Norwegian Karin Fossum's Oslo detective Konrad Sejer is one of the Hound's greatest crime fighters.

 

Don't Look Back heralds the arrival of an exotic crime series featuring Inspector Sejer, a smart and enigmatic hero, tough but fair. The setting is a small, idyllic village at the foot of Norway's Kollen Mountain, where neighbors know neighbors and children play happily in the streets. But when the body of a teenage girl is found by the lake at the mountaintop, the town's tranquility is shattered forever. Annie was strong, intelligent, and loved by everyone. What went so terribly wrong?

Doggedly, yet subtly, Inspector Sejer uncovers layer upon layer of distrust and lies beneath the town's seemingly perfect facade.

 

Critically acclaimed across Europe, Karin Fossum's Inspector Sejer novels are masterfully constructed, psychologically convincing, and compulsively readable.
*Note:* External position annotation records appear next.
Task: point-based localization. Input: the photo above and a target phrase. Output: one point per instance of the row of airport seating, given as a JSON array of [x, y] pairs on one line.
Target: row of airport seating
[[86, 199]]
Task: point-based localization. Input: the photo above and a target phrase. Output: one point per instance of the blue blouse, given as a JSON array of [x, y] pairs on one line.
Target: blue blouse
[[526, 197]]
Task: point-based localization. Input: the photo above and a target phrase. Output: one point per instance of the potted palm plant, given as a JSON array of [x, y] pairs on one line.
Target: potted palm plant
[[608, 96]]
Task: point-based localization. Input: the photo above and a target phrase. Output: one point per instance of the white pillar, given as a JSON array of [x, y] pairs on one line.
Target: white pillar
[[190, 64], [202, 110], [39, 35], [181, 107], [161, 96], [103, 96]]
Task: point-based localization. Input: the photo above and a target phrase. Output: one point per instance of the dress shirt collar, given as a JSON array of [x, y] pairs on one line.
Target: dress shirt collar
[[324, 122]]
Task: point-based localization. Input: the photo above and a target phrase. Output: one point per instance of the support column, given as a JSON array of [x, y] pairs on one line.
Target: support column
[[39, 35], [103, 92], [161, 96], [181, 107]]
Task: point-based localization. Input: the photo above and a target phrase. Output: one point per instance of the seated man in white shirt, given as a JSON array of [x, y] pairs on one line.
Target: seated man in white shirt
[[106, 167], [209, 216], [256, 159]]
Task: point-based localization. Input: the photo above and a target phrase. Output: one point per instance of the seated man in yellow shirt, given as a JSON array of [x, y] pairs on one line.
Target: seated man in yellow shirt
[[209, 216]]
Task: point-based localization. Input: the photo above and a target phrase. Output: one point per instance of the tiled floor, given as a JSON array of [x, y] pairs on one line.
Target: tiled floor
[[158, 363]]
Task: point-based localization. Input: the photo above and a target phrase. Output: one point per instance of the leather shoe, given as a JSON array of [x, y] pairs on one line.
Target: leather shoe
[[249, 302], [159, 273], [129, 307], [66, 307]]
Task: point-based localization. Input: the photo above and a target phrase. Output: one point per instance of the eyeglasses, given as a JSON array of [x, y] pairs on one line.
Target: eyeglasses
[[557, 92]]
Don’t Look Back begins with every parent’s nightmare: a child who doesn’t come home. Six-year-old Ragnhild Album is on her way home from a friend’s house when she gets a ride from a local man Raymond Låke who lives in the area. When she doesn’t come home, her parents are frantic and call the police. Sejer and local police officer Karlson start an immediate search and everyone is terrified that the worst has happened. But to everyone’s immense relief, Ragnhild returns safely to her home. She tells an odd story, though. She tells her mother that she and Låke saw the body of a young woman near a local tarn. As soon as Irene Album hears this story she calls Sejer to tell him. Sejer immediately returns to the village of Granittveien, where the Album family lives, and he and his assistant Jacob Skarre locate the body and begin an investigation.It turns out that the dead girl is fifteen-year-old Annie Holland, also a local resident. The evidence shows that she drowned but was not sexually assaulted. The evidence also suggests strongly that she knew and probably trusted her attacker because there are also no signs of a struggle. Since Annie Holland was an athlete, there would have been a struggle if a stranger had attacked her. This means that Sejer and Skarre will have to look among Annie’s friends and relations for the killer.
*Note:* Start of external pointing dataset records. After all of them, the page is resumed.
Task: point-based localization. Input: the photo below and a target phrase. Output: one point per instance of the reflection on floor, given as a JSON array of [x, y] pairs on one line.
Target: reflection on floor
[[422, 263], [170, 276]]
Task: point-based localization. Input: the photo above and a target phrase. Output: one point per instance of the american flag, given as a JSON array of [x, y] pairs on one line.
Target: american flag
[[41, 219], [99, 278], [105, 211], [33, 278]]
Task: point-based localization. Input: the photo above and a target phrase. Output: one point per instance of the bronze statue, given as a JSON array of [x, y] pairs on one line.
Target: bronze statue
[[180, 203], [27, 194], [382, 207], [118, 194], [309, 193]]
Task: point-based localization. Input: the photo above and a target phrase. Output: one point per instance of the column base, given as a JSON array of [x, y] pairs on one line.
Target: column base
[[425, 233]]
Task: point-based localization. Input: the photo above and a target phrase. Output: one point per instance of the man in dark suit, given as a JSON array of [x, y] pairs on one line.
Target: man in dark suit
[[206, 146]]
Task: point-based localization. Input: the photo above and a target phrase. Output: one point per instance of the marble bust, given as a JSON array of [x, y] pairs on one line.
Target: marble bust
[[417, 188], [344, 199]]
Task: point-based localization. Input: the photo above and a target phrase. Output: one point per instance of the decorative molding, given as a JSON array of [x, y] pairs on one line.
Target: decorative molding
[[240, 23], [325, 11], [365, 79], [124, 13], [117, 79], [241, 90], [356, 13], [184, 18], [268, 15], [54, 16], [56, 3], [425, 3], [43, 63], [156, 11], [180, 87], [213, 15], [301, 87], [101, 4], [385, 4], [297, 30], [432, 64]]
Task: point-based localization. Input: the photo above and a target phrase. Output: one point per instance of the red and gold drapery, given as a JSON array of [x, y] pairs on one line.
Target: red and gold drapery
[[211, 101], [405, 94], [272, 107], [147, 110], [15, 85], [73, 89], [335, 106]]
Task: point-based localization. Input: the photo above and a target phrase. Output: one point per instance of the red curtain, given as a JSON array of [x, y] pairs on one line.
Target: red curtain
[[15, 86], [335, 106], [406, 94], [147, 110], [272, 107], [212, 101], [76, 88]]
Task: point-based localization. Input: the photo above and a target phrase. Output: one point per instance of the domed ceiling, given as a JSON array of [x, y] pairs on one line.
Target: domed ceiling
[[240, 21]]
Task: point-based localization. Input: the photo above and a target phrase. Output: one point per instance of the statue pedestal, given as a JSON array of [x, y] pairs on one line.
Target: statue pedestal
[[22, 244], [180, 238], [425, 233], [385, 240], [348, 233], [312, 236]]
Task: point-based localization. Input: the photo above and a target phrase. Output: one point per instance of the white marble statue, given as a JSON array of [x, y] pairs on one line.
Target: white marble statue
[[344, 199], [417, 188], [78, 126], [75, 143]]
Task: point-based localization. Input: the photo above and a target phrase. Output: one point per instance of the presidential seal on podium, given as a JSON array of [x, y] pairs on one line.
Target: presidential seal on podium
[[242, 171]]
This is a police procedural, so we follow along as Sejer and Skarre interview witnesses and suspects, make sense of the evidence and put together the truth about the crime. That said, though, much of the action happens in the village of Granittveien, so one could also argue that this is a “quiet village murder.”

Konrad Sejer is a widower with an adult daughter, Ingrid, and a grandson on whom he dotes. Sejer is intuitive, thoughtful and intelligent. And he is refreshingly free of many of the stereotypical traps into which so many fictional detectives fall. He’s not a drunk, he’s not a maverick who goes his own way once too often, and he’s not depressive. He is of course saddened by the loss of his wife, and that tragedy has given him an insight into the characters he has to deal with in this novel. But he is more complex than far too many “cookie cutter” detectives are.
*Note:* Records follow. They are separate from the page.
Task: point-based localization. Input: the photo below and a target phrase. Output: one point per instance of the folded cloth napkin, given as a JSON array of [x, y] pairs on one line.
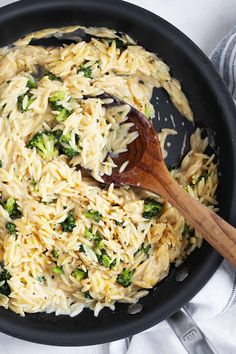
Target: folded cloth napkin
[[214, 307]]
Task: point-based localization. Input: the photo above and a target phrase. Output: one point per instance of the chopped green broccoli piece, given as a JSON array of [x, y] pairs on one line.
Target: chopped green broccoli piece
[[45, 143], [31, 84], [113, 264], [151, 208], [63, 114], [104, 259], [125, 278], [58, 96], [93, 214], [86, 70], [57, 106], [51, 76], [79, 274], [5, 289], [188, 232], [4, 277], [11, 228], [69, 223], [68, 143], [87, 295], [55, 253], [81, 248], [42, 279], [24, 102], [57, 270], [12, 209], [88, 234], [98, 243], [144, 249]]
Readers who prefer thrillers or a fast pace will be disappointed but the quiet and somewhat slow pace suits the tone of the novel.

The mystery is believable and the killer has a credible motive. Sejer and Skarre solve the case in a believable way, too.

Readers who enjoy somewhat unsettling psychologically-oriented novels that show multiple facets of human nature will be happy. A quiet, sad novel with a believable mystery and an appealing detective, Don’t Look Back gives a picture of life in a small Norwegian town and what happens to that town when real tragedy strikes.

Review by Margot Kinberg, Confessions of a Mystery Novelist

About Karin Fossum:

Karin Fossum is a Norwegian author of crime fiction, often known there as the "Norwegian queen of crime". She lives in Oslo. Fossum was initially a poet, with her first collection published in 1974 when she was just 20. It won the Tarjei Vesaas' Debutant Prize. She is the author of the internationally successful Inspector Konrad Sejer series of crime novels, which have been translated into over 16 languages. She won the Glass key award for her novel "Don't Look Back", which also won the Riverton Prize, and she was shortlisted for the Crime Writers' Association Gold Dagger in 2005 for "Calling Out For You".